I’m building an email filter and I need a way to efficiently match a single email to a large number of filters/rules. The email can be matched on any of the following fields:
- From name
- From address
- Sender name
- Sender address
- Subject
- Message body
Presently there are over 5000 filters (and growing) which are all defined in a single table in our PostgreSQL (9.1) database. Each filter may have 1 or more of the above fields populated with a Python regular expression.
The way filtering is currently being done is to select all filters and load them into memory. We then iterate over them for each email until a positive match is found on all non-blank fields. Unfortunately this means for any one email there can potentially be as many as 30,000 (5000 x 6) re.match operations. Clearly this won’t scale as more filters get added (actually it already doesn’t).
Is there a better way to do this?
Options I’ve considered so far:
-
Converting saved python regular expressions to POSIX style ones to make use of PostgreSQL’s SIMILAR TO expression. Will this really be any quicker? Seems to me like it’s simply shifting the load somewhere else.
-
Defining filters on a per user basis. Though this isn’t really practical because with our system users actually benefit from a wealth of predefined filters.
-
Switching to a document-based search engine like elastic search where the first email to be filtered is saved as the canonical representation. By finding similar emails we can then narrow down to a specific feature set to test on and get a positive match.
-
Switching to a bayes filter which would also give us some machine learning capability to detect similar emails or changes to existing emails that would still match with a high enough probability to guess that they were the same thing. This sounds cool but I’m not sure it would scale particularly well either.

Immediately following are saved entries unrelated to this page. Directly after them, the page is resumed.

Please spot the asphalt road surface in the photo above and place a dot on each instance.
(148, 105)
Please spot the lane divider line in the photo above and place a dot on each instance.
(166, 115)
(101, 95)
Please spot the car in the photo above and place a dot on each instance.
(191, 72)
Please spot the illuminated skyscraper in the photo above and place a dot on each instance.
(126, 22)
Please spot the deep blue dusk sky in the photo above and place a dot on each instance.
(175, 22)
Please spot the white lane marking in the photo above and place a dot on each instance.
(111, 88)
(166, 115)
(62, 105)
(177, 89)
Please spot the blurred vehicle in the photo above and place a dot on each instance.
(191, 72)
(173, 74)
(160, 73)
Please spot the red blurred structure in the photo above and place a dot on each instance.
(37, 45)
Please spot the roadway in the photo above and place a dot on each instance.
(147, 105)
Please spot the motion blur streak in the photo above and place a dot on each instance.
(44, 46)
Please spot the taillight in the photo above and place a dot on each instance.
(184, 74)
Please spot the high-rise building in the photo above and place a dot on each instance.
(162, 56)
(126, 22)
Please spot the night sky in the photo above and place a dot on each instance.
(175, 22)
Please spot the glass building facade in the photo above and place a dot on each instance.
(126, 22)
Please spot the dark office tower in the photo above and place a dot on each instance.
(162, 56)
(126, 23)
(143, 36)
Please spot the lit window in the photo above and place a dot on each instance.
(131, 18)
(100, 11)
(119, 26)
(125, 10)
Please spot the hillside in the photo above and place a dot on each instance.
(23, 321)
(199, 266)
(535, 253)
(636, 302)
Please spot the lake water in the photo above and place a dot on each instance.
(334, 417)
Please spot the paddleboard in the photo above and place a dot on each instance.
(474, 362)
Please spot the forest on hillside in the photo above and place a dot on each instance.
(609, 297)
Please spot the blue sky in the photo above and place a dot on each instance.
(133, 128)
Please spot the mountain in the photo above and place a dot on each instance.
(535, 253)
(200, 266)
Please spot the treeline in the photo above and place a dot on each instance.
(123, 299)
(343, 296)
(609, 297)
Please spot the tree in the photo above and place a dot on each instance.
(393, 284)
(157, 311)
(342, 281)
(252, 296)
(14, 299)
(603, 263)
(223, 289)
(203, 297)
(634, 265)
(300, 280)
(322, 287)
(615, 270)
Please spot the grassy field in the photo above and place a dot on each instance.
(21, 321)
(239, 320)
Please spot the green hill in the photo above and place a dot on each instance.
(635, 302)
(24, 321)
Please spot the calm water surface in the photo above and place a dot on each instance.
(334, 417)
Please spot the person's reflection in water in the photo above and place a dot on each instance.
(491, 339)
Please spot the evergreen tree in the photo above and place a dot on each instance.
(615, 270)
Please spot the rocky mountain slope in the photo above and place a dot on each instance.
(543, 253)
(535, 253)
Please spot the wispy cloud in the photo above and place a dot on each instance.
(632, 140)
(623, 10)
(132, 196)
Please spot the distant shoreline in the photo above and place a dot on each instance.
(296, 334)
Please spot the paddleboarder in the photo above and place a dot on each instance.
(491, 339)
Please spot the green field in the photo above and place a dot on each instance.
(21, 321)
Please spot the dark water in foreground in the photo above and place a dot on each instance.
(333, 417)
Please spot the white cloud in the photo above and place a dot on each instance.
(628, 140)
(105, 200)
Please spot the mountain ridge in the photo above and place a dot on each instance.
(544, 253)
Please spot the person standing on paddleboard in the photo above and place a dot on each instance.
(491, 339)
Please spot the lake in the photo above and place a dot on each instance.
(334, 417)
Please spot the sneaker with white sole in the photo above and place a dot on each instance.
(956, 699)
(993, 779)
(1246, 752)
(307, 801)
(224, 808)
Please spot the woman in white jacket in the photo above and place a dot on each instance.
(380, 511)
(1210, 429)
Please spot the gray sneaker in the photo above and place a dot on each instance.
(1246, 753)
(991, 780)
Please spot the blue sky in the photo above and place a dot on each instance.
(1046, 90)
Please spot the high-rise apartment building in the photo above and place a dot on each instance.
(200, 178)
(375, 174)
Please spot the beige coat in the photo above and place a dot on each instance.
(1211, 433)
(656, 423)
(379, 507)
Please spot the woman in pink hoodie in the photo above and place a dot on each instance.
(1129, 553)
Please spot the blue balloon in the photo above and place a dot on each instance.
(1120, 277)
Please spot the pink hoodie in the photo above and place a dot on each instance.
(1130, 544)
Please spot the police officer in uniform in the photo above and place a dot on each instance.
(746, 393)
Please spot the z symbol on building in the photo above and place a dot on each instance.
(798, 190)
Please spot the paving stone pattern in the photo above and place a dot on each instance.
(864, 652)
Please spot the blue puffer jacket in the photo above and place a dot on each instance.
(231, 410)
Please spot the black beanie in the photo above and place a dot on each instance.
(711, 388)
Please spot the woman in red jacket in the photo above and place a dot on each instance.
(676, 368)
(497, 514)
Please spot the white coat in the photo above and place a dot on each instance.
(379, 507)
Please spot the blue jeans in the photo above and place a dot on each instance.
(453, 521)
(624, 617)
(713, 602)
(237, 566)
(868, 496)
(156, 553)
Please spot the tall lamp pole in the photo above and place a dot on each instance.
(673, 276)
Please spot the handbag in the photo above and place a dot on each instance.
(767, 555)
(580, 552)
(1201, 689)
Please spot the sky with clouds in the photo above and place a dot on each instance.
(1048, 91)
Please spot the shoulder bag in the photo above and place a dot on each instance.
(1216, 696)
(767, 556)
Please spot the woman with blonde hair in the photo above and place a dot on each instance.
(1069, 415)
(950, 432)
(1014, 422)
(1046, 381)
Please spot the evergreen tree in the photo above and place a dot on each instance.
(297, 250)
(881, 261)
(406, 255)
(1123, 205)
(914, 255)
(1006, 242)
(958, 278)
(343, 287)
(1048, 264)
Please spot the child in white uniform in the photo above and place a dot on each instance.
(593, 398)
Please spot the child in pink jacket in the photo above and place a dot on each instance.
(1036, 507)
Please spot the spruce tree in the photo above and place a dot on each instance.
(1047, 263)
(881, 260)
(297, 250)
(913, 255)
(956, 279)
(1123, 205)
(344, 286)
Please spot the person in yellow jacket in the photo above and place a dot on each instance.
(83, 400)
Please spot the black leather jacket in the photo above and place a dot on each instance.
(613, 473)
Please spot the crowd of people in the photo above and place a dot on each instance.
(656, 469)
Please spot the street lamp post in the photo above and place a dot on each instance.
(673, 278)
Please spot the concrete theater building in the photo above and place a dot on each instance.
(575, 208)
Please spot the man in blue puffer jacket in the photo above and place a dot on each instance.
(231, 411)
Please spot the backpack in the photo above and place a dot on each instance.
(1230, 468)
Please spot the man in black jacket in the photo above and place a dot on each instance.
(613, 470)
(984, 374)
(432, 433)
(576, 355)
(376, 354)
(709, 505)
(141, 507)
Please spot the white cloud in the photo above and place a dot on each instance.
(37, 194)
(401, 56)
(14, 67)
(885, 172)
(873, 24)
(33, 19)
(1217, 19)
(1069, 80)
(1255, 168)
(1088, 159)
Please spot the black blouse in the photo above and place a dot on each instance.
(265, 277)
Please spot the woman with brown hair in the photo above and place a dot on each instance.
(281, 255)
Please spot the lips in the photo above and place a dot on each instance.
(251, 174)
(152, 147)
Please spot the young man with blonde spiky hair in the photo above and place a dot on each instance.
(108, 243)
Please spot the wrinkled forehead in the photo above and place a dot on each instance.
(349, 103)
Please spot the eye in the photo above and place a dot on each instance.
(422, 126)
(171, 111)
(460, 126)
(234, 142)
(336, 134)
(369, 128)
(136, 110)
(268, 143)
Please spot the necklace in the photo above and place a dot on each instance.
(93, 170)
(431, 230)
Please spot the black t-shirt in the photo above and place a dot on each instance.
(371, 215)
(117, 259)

Are there other options or approaches to consider?
The trigram support in PostgreSQL version 9.1 might give you what you want.
http://www.postgresql.org/docs/9.1/interactive/pgtrgm.html
It almost certainly will be a viable solution in 9.2 (scheduled for release in summer of 2012), since the new version knows how to use a trigram index for fast matching against regular expressions. At our shop we have found the speed of trigram indexes to be very good.
Also, if you ever want to do a “nearest neighbor” search, where you find the K best matches based on similarity to a search argument, a trigram index is wonderful — it actually returns rows from the index scan in order of “distance”. Search for KNN-GiST for write-ups.